After her first encounter with plant medicines, Tania de Jong decided to devote her life to making them accessible and affordable to those who are suffering from mental illness.
As far as model citizens go, Tania de Jong provides a blueprint that’s about as pristine as one can get.
Over the past two decades, she’s founded seven companies and three charities. She’s a Member of the Order of Australia and in 2018 was named both one of the country’s 100 Most Influential Entrepreneurs and in the top 100 Women of Influence. She’s also a sought after speaker and a world-class soprano, performing as a soloist and as part of a group that’s released 10 albums.
This last pursuit Tania has even managed to mold into the focus of social inclusion program, With One Voice. As well as bringing people from different backgrounds together through the experience of singing in a choir, the movement also has the aim of helping participants find their voice — both literally and figuratively. In a 2013 TEDx talk showcasing the initiative, she spoke with fervor about her life’s mission to set people free from the “boxes” of their lives.

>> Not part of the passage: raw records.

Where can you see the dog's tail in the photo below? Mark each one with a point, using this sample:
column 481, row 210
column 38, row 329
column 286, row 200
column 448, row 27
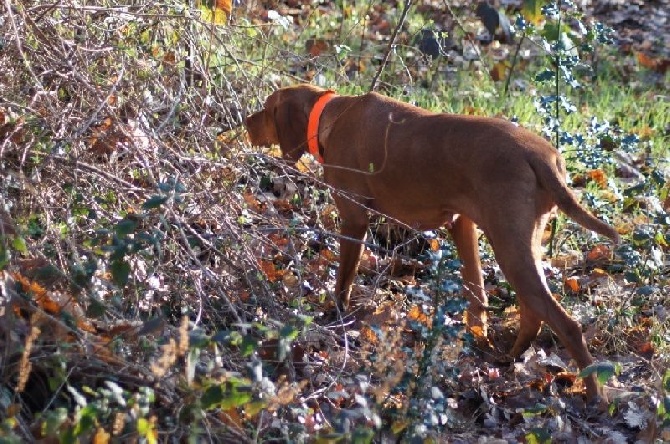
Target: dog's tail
column 551, row 178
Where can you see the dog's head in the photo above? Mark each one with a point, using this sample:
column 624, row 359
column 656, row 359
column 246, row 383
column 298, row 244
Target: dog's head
column 283, row 120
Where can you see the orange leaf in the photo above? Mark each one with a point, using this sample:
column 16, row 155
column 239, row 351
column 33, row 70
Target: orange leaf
column 655, row 64
column 573, row 283
column 598, row 253
column 416, row 314
column 270, row 270
column 369, row 336
column 599, row 177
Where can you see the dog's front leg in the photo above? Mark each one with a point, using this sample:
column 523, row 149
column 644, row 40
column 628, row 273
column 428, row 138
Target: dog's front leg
column 354, row 225
column 464, row 233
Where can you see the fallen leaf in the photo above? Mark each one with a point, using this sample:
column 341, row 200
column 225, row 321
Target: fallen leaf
column 572, row 283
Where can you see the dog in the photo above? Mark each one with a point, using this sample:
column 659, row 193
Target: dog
column 430, row 170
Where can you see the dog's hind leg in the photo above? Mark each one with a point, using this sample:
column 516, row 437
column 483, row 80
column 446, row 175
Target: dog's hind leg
column 516, row 243
column 464, row 234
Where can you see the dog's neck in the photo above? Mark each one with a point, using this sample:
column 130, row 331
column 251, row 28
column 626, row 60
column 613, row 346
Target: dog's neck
column 313, row 124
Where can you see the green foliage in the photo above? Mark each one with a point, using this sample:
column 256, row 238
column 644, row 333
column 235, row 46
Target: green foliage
column 602, row 370
column 184, row 290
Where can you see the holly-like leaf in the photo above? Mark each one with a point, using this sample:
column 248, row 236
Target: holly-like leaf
column 602, row 370
column 154, row 202
column 120, row 271
column 215, row 11
column 532, row 10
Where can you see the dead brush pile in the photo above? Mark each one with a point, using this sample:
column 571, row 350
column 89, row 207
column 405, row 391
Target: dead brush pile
column 149, row 263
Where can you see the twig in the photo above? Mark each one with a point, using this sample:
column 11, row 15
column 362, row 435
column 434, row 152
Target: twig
column 391, row 45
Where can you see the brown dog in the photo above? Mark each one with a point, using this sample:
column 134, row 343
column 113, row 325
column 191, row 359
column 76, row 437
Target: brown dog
column 429, row 170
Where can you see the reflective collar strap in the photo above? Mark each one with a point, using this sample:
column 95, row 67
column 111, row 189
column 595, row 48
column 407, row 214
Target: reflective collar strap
column 313, row 124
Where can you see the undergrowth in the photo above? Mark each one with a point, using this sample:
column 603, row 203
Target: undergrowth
column 162, row 281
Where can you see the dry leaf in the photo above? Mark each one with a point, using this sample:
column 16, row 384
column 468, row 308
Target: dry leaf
column 598, row 253
column 573, row 284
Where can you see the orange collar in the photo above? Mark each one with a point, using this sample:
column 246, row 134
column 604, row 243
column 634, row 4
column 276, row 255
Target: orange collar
column 313, row 124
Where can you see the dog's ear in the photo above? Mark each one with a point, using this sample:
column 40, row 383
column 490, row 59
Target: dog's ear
column 290, row 115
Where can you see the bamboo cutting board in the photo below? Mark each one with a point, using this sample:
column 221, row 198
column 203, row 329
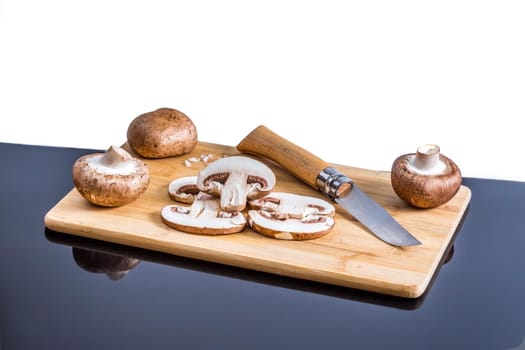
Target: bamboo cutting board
column 349, row 256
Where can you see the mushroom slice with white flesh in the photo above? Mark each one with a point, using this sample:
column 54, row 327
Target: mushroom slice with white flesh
column 184, row 189
column 291, row 217
column 236, row 179
column 203, row 217
column 110, row 179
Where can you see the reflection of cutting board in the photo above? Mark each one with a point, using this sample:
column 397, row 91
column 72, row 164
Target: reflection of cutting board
column 348, row 256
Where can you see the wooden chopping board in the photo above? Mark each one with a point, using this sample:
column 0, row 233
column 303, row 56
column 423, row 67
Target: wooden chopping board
column 349, row 256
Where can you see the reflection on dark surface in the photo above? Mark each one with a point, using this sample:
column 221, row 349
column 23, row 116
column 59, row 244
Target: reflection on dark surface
column 104, row 250
column 115, row 266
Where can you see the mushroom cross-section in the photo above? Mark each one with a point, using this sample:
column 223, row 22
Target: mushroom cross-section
column 236, row 179
column 203, row 217
column 110, row 179
column 291, row 217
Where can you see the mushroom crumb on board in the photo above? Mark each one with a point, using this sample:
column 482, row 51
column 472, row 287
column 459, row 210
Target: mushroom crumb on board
column 425, row 179
column 203, row 159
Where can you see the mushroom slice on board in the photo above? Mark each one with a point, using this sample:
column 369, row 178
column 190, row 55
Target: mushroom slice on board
column 292, row 217
column 183, row 189
column 203, row 217
column 288, row 205
column 110, row 179
column 236, row 179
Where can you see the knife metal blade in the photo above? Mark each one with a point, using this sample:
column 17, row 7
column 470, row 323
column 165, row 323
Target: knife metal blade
column 319, row 175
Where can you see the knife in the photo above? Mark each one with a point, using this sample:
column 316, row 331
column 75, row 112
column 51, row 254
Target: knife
column 321, row 176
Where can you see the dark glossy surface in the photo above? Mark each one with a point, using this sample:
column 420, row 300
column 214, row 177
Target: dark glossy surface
column 50, row 299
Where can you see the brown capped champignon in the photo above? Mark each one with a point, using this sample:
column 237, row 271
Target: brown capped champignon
column 236, row 179
column 203, row 217
column 110, row 179
column 165, row 132
column 114, row 266
column 184, row 189
column 291, row 217
column 425, row 179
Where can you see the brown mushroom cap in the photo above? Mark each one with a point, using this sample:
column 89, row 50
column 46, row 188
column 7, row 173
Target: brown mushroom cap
column 165, row 132
column 110, row 179
column 425, row 179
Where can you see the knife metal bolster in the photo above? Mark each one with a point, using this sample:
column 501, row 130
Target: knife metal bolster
column 333, row 183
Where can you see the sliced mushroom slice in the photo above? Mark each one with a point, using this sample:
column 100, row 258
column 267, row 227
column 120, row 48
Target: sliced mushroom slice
column 288, row 205
column 236, row 179
column 271, row 225
column 203, row 217
column 291, row 217
column 183, row 189
column 110, row 179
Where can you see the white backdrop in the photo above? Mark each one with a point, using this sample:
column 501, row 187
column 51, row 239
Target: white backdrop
column 356, row 82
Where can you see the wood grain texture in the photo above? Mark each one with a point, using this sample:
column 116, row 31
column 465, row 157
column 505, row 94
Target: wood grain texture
column 301, row 163
column 349, row 256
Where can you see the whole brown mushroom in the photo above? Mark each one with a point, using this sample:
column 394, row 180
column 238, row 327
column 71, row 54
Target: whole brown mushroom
column 425, row 179
column 165, row 132
column 110, row 179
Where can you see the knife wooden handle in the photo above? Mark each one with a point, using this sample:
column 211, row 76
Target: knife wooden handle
column 301, row 163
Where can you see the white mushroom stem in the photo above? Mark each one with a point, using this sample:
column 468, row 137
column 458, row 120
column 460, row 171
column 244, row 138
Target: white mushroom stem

“I have a theory of boxes,” she explains in the recording. “We get born into a little bassinet box and then we go home, which looks like a box. We go to school and we often get taught to think in the box. We go to work and we have a box in our pocket, our mobile phone, and we have a screen in front of us, which is our computer box. We have to tick the box an awful lot and when we go out of this world, we go out in a box.”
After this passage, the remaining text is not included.